Workspaces and reproducibilty

  • The fact that the two workspaces do not automatically have access to the same variables might / will be frustrating at first.

  • But this is not a bug, in fact, it's a functionality that helps reproducibility, as it ensures that all variables, functions, etc. that are being used in the R Markdown document are explicitly defined or loaded.

Your turn!

  1. Define x = 2 in the Console. Then, in your Console run x * 3. Does your code run as expected?

  2. Now, insert a new code chunk in your R Markdown document and in this chunk type x * 3 only. Knit your document. Does the document compile, or do you get an error? If you get an error, what does the error say, and how can you fix it? Implement the fix and Knit your document. Make sure you are able to compile without errors before you move on.

Tip: Insert a new code chunk bu clicking Chunks \(\rightarrow\) Insert Chunk.

  1. Next insert another code chunk in your R Markdown document and define y = 4 and calculate y + 5. Knit your document. Does everything work as expected?

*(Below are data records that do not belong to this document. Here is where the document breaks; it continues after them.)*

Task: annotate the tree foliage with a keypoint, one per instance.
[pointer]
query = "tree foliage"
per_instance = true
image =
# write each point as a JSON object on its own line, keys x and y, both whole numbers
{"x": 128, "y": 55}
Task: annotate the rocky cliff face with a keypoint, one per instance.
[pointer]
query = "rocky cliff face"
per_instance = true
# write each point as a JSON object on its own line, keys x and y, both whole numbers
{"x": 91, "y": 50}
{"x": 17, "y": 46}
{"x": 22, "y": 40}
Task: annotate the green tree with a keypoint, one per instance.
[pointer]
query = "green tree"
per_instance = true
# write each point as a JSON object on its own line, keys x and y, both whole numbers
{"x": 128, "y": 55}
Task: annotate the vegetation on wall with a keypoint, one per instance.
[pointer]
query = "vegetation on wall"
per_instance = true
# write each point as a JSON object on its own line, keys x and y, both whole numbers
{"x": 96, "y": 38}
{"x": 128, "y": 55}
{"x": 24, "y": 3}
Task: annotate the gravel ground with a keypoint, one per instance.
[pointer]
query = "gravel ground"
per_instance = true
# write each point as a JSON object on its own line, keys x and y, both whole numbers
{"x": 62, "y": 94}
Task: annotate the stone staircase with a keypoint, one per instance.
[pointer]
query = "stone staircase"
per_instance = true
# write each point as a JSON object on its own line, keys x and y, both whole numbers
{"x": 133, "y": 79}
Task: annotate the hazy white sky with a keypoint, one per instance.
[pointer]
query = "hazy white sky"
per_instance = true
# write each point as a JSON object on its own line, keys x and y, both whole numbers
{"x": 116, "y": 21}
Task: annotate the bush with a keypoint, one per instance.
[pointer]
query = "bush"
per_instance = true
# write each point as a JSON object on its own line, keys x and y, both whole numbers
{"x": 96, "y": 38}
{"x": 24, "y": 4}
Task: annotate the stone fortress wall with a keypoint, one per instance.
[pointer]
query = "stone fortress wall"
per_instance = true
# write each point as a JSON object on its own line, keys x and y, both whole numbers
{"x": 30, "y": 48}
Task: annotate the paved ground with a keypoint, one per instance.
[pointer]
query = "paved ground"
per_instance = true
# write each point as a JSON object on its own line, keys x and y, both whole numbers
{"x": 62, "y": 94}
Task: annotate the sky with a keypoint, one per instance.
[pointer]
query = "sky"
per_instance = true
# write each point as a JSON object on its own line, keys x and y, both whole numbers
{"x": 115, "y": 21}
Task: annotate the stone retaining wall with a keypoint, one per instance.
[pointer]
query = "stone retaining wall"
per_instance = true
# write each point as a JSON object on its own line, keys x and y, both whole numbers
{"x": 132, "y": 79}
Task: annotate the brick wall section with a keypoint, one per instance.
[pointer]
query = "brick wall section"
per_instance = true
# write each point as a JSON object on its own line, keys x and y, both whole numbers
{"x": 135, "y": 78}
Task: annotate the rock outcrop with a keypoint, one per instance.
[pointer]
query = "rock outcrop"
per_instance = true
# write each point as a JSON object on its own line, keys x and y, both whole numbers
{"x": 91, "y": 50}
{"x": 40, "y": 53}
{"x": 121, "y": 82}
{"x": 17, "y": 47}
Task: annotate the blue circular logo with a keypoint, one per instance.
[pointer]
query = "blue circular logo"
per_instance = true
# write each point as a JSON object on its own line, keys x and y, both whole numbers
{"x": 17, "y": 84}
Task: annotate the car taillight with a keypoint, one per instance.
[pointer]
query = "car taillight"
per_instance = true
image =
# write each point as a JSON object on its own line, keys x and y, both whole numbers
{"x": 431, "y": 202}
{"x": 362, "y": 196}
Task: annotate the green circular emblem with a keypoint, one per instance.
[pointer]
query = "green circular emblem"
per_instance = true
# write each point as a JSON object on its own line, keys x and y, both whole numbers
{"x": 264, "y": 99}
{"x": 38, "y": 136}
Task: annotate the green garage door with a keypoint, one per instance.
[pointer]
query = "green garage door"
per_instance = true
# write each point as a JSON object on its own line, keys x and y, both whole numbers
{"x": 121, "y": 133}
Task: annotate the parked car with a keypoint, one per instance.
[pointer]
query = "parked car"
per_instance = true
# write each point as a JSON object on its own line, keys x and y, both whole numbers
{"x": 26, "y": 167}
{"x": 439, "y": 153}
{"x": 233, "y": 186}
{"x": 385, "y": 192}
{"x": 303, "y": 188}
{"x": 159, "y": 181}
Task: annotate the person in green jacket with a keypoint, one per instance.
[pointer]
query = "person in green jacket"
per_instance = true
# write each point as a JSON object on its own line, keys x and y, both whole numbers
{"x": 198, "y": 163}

  2. Now run y + 5 in your Console. Does your code run as expected or do you get an error? If you get an error, what does the error say, and how can you fix it? Implement the fix.

Code chunk options

Loading data

NC DOT Fatal Crashes in North Carolina

bike <- read.csv("https://stat.duke.edu/~mc301/data/nc_bike_crash.csv", 
                 sep = ";", stringsAsFactors = FALSE, na.strings = c("NA", "", ".")) %>%
  tbl_df()

View the names of variables via

names(bike)
##  [1] "FID"        "OBJECTID"   "AmbulanceR" "BikeAge_Gr" "Bike_Age"  
##  [6] "Bike_Alc_D" "Bike_Dir"   "Bike_Injur" "Bike_Pos"   "Bike_Race" 
## [11] "Bike_Sex"   "City"       "County"     "CrashAlcoh" "CrashDay"  
## [16] "Crash_Date" "Crash_Grp"  "Crash_Hour" "Crash_Loc"  "Crash_Mont"
## [21] "Crash_Time" "Crash_Type" "Crash_Ty_1" "Crash_Year" "Crsh_Sevri"
## [26] "Developmen" "DrvrAge_Gr" "Drvr_Age"   "Drvr_Alc_D" "Drvr_EstSp"
## [31] "Drvr_Injur" "Drvr_Race"  "Drvr_Sex"   "Drvr_VehTy" "ExcsSpdInd"
## [36] "Hit_Run"    "Light_Cond" "Locality"   "Num_Lanes"  "Num_Units" 
## [41] "Rd_Charact" "Rd_Class"   "Rd_Conditi" "Rd_Config"  "Rd_Defects"
## [46] "Rd_Feature" "Rd_Surface" "Region"     "Rural_Urba" "Speed_Limi"
## [51] "Traff_Cntr" "Weather"    "Workzone_I" "Location"

and see detailed descriptions at https://stat.duke.edu/~mc301/data/nc_bike_crash.html.

Aside: Strings (characters) vs factors

  • By default R will convert character vectors into factors when they are included in a data frame.

  • Sometimes this is useful, sometimes it isn't – either way it is important to know what type/class you are working with.

  • This behavior can be changed using the stringsAsFactors = FALSE when loading a data drame.